È un Giro d’Italia che parte sulla carta senza un padrone annunciato. Chi pensate si giocherà la vittoria finale?

Gabriele Gianuzzi

Geraint Thomas e Simon Yates hanno un conto aperto con il Giro d’Italia. Il primo, ha dovuto assaggiare l’asfalto e successivamente ritirarsi per la sciagurata decisione di un poliziotto di parcheggiarsi a bordo carreggiata in un momento decisivo dell’avvicinamento al Blockhaus nel 2017. Il secondo, l’anno successivo, ha visto frantumarsi le speranze di vincere la maglia rosa di fronte una delle imprese più belle che il ciclismo moderno abbia mai prodotto, e cioè Chris Froome sul Colle delle Finestre.

Geraint Thomas non è mai tornato sulle strade del Giro dopo il 2017. Si è concentrato sul Tour e ha portato a casa la maglia gialla nel 2018 e un secondo posto nel 2019. Simon Yates ha vinto La Vuelta ed è tornato lo scorso anno al Giro convinto di aver “esorcizzato” la sconfitta dell’anno prima.
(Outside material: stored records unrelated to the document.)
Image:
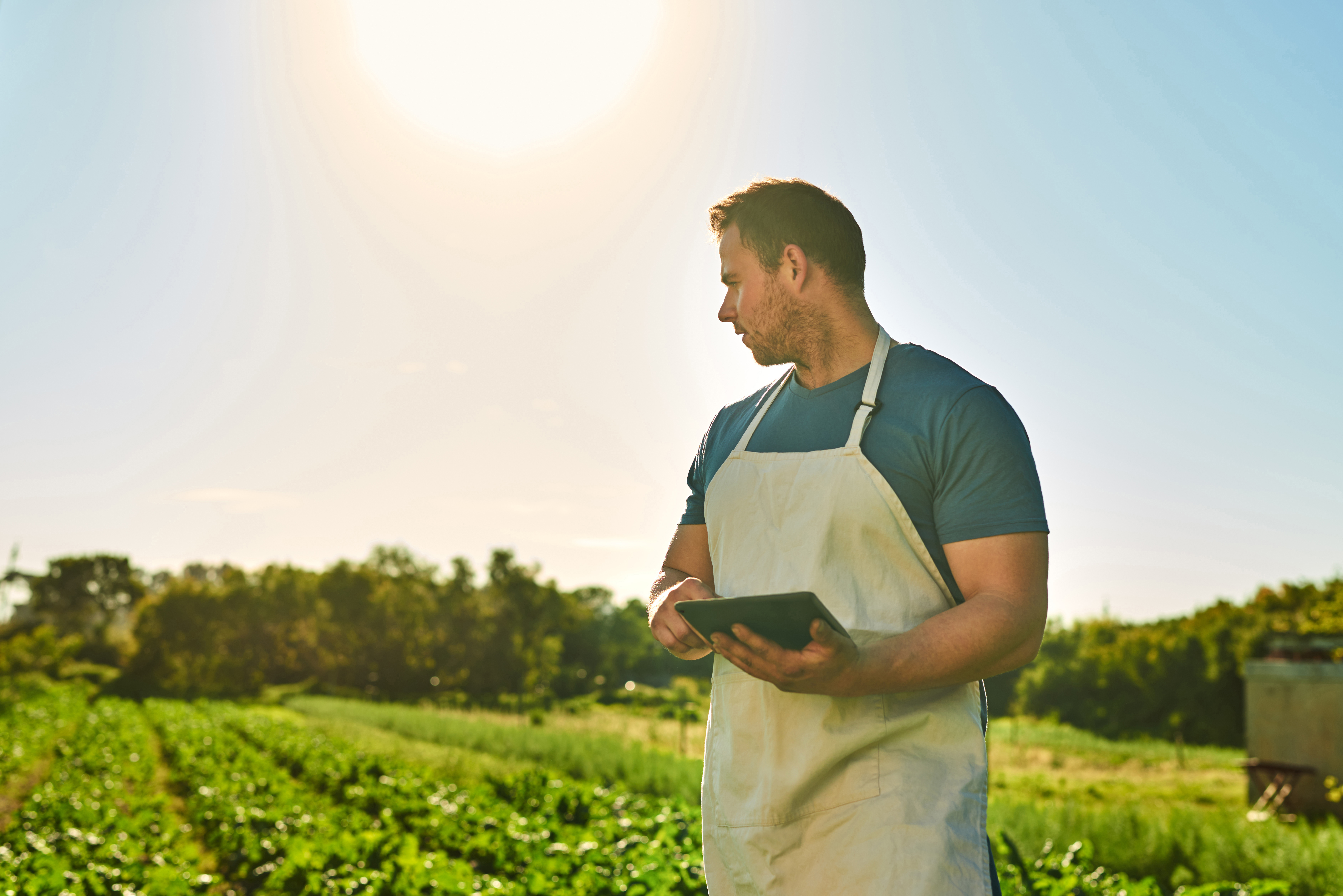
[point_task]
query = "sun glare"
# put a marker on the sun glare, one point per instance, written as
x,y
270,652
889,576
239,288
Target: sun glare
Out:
x,y
504,76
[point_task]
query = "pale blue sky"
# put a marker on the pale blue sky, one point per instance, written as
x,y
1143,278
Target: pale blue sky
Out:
x,y
249,314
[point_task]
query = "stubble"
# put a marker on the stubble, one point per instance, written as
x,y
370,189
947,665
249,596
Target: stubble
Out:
x,y
789,331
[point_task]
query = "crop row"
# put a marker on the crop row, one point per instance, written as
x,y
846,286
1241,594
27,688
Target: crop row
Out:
x,y
29,726
273,835
97,824
590,757
537,831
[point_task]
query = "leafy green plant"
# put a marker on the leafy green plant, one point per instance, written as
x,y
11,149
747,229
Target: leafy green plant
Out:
x,y
32,718
97,824
539,831
602,758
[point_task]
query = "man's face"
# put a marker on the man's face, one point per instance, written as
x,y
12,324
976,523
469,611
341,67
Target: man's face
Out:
x,y
762,311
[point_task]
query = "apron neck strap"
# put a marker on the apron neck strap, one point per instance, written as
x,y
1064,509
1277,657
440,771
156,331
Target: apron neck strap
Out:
x,y
869,405
867,408
755,422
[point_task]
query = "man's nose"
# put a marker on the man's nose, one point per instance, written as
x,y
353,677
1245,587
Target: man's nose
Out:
x,y
729,311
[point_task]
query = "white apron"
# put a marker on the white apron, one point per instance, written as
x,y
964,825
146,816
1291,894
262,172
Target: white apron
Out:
x,y
806,794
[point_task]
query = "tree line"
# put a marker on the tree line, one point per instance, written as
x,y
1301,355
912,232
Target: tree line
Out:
x,y
1174,678
393,627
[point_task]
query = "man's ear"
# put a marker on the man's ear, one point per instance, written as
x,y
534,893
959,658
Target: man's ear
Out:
x,y
796,261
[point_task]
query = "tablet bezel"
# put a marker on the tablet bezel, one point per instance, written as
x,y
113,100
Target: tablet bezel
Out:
x,y
755,602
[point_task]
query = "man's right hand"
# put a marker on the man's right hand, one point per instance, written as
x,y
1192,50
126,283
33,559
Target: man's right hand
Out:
x,y
671,628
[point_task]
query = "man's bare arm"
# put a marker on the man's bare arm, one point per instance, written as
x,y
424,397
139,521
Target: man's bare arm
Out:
x,y
687,576
997,629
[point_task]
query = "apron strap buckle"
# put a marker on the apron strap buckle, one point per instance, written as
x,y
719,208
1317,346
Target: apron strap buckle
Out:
x,y
875,405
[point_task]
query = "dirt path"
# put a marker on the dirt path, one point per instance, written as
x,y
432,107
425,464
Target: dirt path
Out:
x,y
176,812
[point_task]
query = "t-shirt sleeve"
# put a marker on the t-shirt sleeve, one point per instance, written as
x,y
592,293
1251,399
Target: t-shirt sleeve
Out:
x,y
698,480
985,473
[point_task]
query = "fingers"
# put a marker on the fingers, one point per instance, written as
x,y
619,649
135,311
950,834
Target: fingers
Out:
x,y
672,632
759,645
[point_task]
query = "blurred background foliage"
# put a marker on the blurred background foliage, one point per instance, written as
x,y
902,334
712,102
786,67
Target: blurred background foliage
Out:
x,y
393,627
398,628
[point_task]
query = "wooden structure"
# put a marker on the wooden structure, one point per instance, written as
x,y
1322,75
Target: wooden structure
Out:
x,y
1294,727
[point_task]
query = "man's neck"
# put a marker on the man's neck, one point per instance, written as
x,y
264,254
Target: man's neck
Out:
x,y
848,345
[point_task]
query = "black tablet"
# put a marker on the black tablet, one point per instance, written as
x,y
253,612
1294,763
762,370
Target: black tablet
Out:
x,y
784,618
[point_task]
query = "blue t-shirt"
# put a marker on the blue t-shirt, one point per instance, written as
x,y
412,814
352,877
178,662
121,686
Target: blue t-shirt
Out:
x,y
951,448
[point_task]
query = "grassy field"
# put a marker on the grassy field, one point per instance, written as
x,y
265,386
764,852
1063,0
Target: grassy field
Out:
x,y
589,754
1146,808
1150,808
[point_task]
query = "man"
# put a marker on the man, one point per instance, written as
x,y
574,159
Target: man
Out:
x,y
902,491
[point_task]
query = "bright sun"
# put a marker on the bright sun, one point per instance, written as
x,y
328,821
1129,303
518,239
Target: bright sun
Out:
x,y
504,76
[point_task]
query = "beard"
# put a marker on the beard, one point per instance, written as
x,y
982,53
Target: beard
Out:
x,y
786,331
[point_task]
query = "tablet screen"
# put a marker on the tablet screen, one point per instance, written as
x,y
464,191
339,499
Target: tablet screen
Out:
x,y
784,618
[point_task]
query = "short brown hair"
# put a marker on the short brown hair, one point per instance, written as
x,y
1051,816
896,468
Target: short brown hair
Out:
x,y
771,214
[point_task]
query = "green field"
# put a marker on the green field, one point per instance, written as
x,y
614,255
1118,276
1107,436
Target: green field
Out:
x,y
346,797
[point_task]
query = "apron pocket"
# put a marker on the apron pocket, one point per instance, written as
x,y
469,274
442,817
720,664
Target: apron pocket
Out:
x,y
774,757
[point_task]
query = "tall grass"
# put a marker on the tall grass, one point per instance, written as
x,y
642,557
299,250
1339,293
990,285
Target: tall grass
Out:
x,y
1184,846
604,758
1063,738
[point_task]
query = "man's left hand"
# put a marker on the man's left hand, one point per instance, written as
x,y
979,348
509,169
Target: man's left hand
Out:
x,y
828,666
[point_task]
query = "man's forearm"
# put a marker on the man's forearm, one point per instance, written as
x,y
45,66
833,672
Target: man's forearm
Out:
x,y
668,578
977,640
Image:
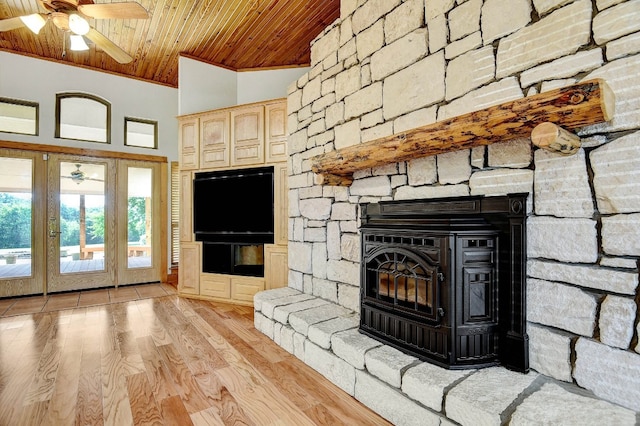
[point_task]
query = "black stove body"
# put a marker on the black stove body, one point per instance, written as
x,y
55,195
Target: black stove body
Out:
x,y
444,279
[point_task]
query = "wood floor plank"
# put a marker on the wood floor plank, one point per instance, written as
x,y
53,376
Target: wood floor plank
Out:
x,y
115,403
62,405
32,414
174,412
194,348
224,405
44,378
192,396
164,360
267,406
144,409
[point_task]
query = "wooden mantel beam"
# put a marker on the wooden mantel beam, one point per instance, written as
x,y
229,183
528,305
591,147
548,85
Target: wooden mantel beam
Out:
x,y
571,107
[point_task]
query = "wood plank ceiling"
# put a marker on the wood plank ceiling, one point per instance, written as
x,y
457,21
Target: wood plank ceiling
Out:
x,y
234,34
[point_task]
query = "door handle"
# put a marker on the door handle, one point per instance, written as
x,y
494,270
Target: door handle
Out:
x,y
52,228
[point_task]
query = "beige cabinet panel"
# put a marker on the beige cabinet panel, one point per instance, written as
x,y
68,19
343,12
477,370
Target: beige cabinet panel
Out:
x,y
214,140
280,204
247,136
189,269
189,144
243,289
276,266
215,286
186,216
276,132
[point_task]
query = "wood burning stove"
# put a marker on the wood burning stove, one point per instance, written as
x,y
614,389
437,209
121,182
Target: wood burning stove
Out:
x,y
444,279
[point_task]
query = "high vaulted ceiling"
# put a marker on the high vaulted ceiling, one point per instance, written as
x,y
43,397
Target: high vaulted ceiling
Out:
x,y
234,34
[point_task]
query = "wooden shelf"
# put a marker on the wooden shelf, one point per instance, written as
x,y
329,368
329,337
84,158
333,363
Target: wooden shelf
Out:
x,y
571,107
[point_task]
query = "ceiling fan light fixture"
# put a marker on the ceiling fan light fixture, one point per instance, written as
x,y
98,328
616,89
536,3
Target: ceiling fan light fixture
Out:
x,y
77,43
77,175
34,22
78,24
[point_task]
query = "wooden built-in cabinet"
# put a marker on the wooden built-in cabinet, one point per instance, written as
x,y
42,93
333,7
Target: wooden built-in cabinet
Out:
x,y
214,140
189,268
244,136
189,143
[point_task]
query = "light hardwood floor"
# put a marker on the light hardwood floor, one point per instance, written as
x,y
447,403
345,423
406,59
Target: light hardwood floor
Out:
x,y
150,357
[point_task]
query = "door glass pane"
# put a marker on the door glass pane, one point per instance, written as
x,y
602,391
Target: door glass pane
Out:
x,y
81,224
139,213
15,217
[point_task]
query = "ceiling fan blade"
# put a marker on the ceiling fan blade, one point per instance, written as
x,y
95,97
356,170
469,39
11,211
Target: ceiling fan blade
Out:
x,y
11,24
124,10
108,46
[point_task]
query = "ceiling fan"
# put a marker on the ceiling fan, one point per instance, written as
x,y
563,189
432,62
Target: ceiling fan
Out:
x,y
71,16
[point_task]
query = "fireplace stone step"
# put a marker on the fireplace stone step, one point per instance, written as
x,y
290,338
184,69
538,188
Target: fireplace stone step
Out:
x,y
407,391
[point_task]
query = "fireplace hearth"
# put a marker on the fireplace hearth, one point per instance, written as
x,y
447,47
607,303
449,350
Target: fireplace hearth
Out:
x,y
444,279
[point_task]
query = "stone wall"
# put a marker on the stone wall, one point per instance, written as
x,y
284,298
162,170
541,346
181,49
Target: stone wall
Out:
x,y
390,65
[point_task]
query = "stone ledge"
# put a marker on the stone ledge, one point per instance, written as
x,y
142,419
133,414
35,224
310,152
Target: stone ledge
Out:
x,y
407,391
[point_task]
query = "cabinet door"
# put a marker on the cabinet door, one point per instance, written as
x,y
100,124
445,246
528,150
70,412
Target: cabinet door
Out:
x,y
189,268
243,289
186,206
247,136
215,286
214,140
189,146
276,266
281,204
276,132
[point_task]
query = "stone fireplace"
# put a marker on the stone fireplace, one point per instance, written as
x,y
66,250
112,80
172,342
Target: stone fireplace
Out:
x,y
386,66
La sua convinzione si è scontrata con la realtà, crollando malamente, di nuovo, nell’ultima settimana.

Quest’anno partono entrambi da capitani, galvanizzati da una ottima Tirreno - Adriatico chiusa al primo posto per Yates e al secondo per Thomas. Insomma, penso che entrambi abbiano le carte in regola per giocarsi la vittoria finale. Thomas, tra l'altro, per caratteristiche tecniche è molto adatto al tipo di salite che verranno affrontate lungo le tre settimane e a cronometro è uno dei migliori. Simon Yates quando è in giornata è uno spettacolo. È un ciclista generoso che non si limita al compitino. Tra i potenziali vincitori è l’unico ad avere l’esplosività per un attacco decisivo in salita e potrebbe mettere in difficoltà molti avversari.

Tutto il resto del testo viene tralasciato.